Saturday, June 15, 2013

The Sexualiziation of Early Childhood




The Sexualiziation of Early Childhood
            We are exposed to sexy images so much that I miss a lot of them. Late night and sometimes early evening television will show images that will make me feel like I am invading on someone’s private time.  There are times when I am watching television with my daughter and she will say “now that makes me uncomfortable.”  Some children see images and want to copy what they see, some children live in a world where they are seeing family members be trivialized and objectified and they don’t know any different.  This week on some news program that my son was watching they were talking to a Mom who was “too sexy” for her children, she had undergone several operations to enlarge her bust and they, the children were unhappy about not only the operation but the attention that their mother was receiving.  The Mother told the story of how she could not make ends met before the operations and after she could support her children.  Her children who are very young could talk about her breast and how hard it was for her to sleep and the embarrassment they suffered from being seen with her.  Will these children have problems with relationships later on because of this?  I don’t know.  They know that their Mom is an object to people, that she is stared at and seen as an oddity.  I think that their personal choices and their personal identity will be shaped by their life lessons.      
            The images that we see and that our children see should be addressed by parents in my opinion.
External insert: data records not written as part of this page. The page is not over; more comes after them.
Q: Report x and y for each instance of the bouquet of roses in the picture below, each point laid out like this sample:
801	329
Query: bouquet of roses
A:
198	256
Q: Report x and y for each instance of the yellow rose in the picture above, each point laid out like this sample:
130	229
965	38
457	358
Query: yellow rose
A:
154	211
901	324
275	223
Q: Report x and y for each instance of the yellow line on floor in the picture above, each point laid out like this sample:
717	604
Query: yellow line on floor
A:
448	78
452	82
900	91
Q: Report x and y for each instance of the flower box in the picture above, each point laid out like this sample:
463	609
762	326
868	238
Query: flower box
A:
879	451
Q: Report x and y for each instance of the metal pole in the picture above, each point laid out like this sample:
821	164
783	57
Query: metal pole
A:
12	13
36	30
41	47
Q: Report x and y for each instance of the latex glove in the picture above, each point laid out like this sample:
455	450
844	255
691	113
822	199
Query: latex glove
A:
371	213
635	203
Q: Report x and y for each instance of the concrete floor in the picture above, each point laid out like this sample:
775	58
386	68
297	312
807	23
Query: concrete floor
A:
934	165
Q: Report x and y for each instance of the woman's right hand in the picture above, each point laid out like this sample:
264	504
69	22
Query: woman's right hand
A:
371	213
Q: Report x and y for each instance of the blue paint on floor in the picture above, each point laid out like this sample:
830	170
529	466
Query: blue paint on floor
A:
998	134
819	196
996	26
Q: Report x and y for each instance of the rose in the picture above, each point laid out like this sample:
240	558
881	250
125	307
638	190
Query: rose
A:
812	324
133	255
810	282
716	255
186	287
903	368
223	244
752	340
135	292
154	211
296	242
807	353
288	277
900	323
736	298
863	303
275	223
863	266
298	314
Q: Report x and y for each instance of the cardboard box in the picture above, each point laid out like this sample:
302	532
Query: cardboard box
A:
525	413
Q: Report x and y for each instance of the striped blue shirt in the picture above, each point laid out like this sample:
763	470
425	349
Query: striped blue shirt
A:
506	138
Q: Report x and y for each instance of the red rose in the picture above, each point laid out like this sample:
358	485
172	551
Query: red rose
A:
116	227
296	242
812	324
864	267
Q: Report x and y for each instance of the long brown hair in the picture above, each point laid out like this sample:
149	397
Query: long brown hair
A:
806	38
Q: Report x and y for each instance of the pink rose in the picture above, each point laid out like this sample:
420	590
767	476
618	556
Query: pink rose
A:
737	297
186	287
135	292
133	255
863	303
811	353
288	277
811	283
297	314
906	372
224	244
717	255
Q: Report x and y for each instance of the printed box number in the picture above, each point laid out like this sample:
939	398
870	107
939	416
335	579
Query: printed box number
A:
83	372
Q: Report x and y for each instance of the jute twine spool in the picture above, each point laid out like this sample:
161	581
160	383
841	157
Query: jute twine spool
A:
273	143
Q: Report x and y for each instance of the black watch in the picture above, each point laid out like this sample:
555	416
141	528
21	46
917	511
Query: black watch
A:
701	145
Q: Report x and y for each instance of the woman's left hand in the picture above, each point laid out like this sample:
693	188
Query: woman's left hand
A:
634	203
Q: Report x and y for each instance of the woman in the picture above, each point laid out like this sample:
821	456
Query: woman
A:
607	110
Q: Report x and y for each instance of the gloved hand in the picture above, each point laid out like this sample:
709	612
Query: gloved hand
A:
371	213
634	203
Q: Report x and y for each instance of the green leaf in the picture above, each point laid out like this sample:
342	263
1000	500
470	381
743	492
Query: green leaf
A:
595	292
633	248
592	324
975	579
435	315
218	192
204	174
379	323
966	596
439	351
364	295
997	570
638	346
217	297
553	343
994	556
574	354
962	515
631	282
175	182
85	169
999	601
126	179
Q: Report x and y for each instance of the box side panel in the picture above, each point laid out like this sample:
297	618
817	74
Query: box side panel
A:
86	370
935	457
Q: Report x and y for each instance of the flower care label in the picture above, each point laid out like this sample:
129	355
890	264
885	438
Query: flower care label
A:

What one family may think of as too sexy the next may not.  One culture may define as sexy may not be the same for another culture.  In the school system we are told how long our skirts should be how high our tops should be , and what is appropriate to wear.  If we were to live in a topical country would our dress code be different? 
            For me I think that as parents it is our responsibility to talk to our children and guide our children in the manner that we feel is right, as professional I think it is our responsibility to understand our families and know how they feel about the dress that their children are wearing and what they think their children are ready to talk about in terms of sex.  Children may grow up faster than we are ready for them when they are exposed to sexual messages.  They may want to try things before their mind and bodies are ready.  We need to teach them to respect theirselves, to know how to talk about what they are experiencing, to respect each other.  
            Levin and Kilbourne  talked about  the new sexualizie childhood  and how if we limit our children to certain gender roles we run the risk of not allowing them to grow as a whole child, we may impact the skills that they need.   If we teach our boys only things that we think are male things they may not learn how to nurture, if we teach our girls only things that we think are feminine they will miss out on things. When I was growing up my Mother would say, you have to know what each other are doing and how to do it, but there were still things that the girls did and things that the boys did. Yard work was for the boys, and when they had yard work they didn’t have to take turns with the dishes.
            The one thing that the reading have taught me about myself is that, I still feel that there are things that are more appealing to boys and there are things that are more appealing to girls, not to say that only girls will like some things or only boys will like something’s. I can not see myself telling a little boy that’s it okay for him not to call himself a boy or a little girl not to identify herself as a girl, it is biology.  If we don’t label things as “girl” or “boy” than maybe for most cases we won’t have children feel as if they are doing something taboo.
References:
Derman-Sparks, L., & Olsen Edwards, J. (2010). Anti-bias education for young children and ourselves. Washington, D.C.: National Association for the Education of Young Children (NAEYC).
"Learning about Fairness: Race and Gender"
Katch, H., & Katch, J. (2010). Voices inside schools: When boys won't be boys: Discussing gender with young children. Harvard Educational Review, 80(3), 379-390.
Levin, D. E., & Kilbourne, J. (2009). [Introduction]. So sexy so soon: The new sexualized childhood and what parents can do to protect their kids (pp. 1-8). New York: Ballantine Books. Retrieved from: http://dianeelevin.com/sosexysosoon/introduction.pdf
Wardle, F. (2011). Responding to racial and ethnic diversity in early childhood programs. Exchange (01648527), 198, 68-71

1 comment:

  1. Children are exposed to so much now. Children also react to a lot of what they are exposed to in from the media. I think also that it is the parent's responsibility to talk to their children but again it all goes back to there is so much in the media that if parent's don't monitor what their child is watching and so then their minds are grasping ahold of this negative stuff. You made some very good points in your blog and I enjoyed reading it.